Common matting methods for powder coatings

Update:09-07-2020
Summary:

Why need extinction Items with a matting effect can be […]

Why need extinction

Items with a matting effect can be seen everywhere in daily life: at home, on the way to work, or in restaurants under the night. The interior furniture mostly adopts matting surface, and the wooden board covering the outside of the restaurant is basically matting.

 

When faced with the effect of choosing bright or extinction, we are not limited to fashion and appearance requirements. Practice has proved that the requirements of easy cleaning, bright effect and touch feeling also affect our choice. When we arrive at the office, whether by car, bus or train, we will find that the interior decoration of all kinds of transportation is almost matt. From a practical and safe point of view, the school blackboards use matte surfaces to avoid glare. The interior of the car also adopts this type of design. Some economical and practical devices and interior decoration adopt non-glare matting paint for safety reasons.

 

Anti-reflection is an issue. The surface of skyscrapers is generally not painted with bright paint, but covered with pre-painted plates on steel or aluminum substrates, and all are used with matte paint to avoid dangerous reflections and irritate the eyes of pedestrians or car drivers.

 

In addition, economical and practical is another important factor in choosing the surface state of the coating. For example, when certain substrates are scratched, slightly pitted, and soiled, the use of matte paint can cover up these defects, but it is difficult to cover such defects with bright paint.

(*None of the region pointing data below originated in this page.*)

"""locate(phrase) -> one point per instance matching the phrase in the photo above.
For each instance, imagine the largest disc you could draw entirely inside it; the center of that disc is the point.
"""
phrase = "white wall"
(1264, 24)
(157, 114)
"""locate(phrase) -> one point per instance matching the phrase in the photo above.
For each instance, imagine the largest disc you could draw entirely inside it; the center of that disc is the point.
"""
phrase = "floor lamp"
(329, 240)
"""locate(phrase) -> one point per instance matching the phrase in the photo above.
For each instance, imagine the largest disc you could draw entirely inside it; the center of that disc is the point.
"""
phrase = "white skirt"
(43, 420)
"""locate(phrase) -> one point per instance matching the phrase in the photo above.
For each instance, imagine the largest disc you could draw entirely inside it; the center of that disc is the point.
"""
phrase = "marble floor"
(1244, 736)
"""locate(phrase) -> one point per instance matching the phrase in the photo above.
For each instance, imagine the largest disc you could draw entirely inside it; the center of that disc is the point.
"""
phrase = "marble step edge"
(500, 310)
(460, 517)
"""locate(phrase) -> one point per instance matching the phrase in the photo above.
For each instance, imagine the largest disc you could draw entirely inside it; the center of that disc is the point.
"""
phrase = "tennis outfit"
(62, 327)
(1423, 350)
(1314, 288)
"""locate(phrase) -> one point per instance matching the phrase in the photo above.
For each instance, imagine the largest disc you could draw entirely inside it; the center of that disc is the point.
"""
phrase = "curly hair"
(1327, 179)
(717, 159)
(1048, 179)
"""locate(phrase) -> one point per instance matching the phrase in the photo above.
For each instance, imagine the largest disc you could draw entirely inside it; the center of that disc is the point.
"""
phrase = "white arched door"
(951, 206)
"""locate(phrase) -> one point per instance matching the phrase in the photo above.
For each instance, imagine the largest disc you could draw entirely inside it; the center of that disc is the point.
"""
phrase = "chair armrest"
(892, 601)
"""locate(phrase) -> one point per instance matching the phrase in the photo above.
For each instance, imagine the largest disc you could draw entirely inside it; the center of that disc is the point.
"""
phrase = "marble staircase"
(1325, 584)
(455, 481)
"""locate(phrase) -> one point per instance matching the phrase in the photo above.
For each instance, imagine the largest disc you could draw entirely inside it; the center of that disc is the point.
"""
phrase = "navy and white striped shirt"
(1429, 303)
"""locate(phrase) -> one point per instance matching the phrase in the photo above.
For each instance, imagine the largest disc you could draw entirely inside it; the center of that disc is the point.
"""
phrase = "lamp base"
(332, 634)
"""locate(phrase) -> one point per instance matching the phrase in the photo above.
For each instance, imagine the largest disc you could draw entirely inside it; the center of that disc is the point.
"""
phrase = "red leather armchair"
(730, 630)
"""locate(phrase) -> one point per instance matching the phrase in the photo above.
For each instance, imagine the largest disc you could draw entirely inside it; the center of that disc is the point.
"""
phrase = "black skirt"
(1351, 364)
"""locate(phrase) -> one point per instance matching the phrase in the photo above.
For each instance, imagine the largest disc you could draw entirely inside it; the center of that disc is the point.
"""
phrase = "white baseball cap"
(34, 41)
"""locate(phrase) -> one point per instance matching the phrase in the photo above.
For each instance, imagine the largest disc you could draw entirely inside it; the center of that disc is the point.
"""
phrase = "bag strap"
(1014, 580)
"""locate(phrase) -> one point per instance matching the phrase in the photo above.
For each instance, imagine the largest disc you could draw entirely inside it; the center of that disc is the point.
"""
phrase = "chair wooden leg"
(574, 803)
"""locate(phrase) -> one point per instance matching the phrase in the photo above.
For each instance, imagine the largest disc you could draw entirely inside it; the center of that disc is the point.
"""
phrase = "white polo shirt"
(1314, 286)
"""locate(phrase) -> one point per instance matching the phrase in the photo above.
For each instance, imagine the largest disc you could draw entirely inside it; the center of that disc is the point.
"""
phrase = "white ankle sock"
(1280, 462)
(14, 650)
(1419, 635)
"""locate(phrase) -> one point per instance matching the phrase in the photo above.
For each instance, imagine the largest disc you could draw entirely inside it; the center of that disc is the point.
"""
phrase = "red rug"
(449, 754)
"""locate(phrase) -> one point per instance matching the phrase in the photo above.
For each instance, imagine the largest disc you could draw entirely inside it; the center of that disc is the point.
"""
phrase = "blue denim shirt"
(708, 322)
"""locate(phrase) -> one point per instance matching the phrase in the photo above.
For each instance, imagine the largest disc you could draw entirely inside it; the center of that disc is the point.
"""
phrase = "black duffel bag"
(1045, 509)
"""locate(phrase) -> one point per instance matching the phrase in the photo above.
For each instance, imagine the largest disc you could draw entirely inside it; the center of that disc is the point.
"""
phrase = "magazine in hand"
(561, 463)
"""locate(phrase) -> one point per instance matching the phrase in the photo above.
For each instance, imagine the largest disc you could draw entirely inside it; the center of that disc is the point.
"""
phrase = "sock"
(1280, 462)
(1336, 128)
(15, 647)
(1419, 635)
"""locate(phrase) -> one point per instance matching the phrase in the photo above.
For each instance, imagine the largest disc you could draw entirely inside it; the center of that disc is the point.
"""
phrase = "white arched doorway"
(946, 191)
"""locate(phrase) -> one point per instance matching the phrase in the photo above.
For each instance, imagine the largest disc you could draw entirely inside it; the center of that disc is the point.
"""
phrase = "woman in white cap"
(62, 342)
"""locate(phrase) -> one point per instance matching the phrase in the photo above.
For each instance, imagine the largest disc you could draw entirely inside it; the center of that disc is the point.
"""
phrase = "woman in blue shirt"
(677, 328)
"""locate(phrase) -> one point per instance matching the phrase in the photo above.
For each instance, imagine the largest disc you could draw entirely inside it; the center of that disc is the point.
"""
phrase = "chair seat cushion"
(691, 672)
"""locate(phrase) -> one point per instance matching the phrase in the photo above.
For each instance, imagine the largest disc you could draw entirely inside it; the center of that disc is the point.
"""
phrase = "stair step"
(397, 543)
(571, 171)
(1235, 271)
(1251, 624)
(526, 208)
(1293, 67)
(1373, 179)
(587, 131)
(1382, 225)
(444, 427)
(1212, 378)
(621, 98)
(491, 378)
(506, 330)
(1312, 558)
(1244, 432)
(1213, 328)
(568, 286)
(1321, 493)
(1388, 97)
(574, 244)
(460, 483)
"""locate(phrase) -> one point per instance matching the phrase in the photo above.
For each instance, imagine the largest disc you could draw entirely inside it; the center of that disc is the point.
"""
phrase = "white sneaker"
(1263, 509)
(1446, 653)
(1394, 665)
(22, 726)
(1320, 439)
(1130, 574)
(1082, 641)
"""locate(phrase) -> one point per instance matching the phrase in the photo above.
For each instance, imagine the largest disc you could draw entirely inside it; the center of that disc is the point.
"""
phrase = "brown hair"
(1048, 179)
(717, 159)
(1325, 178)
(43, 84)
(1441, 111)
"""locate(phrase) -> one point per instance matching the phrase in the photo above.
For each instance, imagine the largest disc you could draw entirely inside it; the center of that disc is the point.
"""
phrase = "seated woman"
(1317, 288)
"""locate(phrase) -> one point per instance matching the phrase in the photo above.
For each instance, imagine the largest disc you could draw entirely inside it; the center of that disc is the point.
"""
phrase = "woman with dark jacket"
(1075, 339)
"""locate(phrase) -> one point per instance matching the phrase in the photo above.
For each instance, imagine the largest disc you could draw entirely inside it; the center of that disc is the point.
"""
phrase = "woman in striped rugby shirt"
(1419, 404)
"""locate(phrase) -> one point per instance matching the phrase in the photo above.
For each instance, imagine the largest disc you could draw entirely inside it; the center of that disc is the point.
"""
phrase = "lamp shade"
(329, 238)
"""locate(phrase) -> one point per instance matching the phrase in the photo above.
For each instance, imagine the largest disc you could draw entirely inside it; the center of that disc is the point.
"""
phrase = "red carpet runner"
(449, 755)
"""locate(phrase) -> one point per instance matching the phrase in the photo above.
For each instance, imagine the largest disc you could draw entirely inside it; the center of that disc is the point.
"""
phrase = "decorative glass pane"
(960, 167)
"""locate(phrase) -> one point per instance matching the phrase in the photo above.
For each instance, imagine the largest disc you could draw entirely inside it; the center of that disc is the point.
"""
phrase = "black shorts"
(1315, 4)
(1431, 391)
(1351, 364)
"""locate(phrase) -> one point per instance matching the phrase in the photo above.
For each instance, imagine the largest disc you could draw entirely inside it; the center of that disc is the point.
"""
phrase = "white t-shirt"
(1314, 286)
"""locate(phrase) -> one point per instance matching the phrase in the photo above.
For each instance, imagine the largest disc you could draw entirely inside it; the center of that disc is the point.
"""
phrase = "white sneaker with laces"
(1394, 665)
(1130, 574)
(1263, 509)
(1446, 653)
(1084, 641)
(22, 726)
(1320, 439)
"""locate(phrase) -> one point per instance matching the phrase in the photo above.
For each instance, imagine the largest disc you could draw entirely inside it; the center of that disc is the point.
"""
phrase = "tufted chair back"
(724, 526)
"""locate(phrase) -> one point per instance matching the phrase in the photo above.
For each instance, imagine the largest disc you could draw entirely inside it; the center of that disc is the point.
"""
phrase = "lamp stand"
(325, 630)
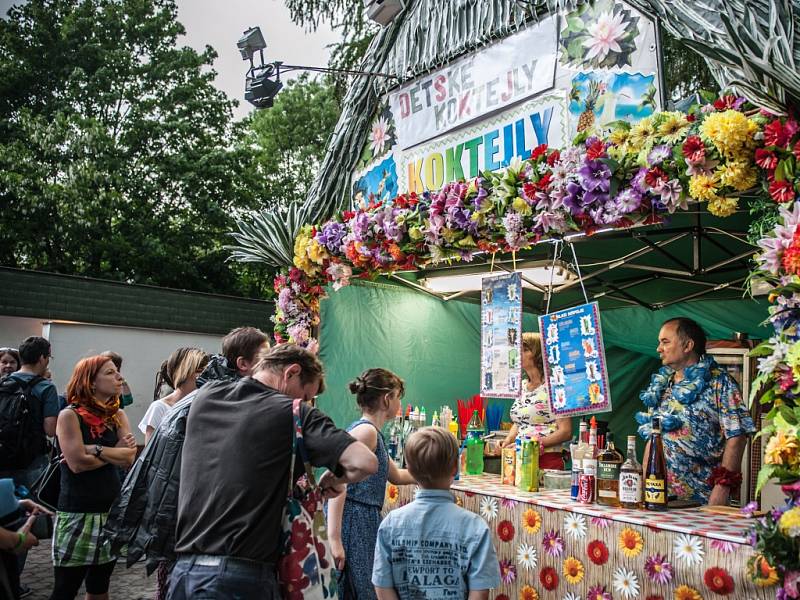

What is the matting effect

What is the ‘extinction effect’? For example, color, whether it is matt or shiny appearance, is a subjective impression formed by our senses. The light reflects from a flat surface into our eyes, and we classify it according to its gloss. (white)

 

Precisely speaking, only part of the light shining on the surface is directly reflected back, and the rest enters the paint film, scatters inside, and is absorbed by the pigment and the substrate. (Black, yellow)

 

The intensity of the reflection depends on the flatness of the surface. Mirrors, for example, are known to have high reflectivity for light, and their surfaces are very bright. In contrast, the microscopically rough surface of the paint film scatters light and reflects only part of the light. In this example, a yellow matte surface appears.

 

The condition for a perfect extinction effect is to scatter all incident light. This also means that direct light shining on the substrate is diffracted. Otherwise, the substrate will completely transmit light and form a bright appearance. The microscopic roughness of the surface of the paint film is the cause of light scattering, thus forming a surface with a matting effect.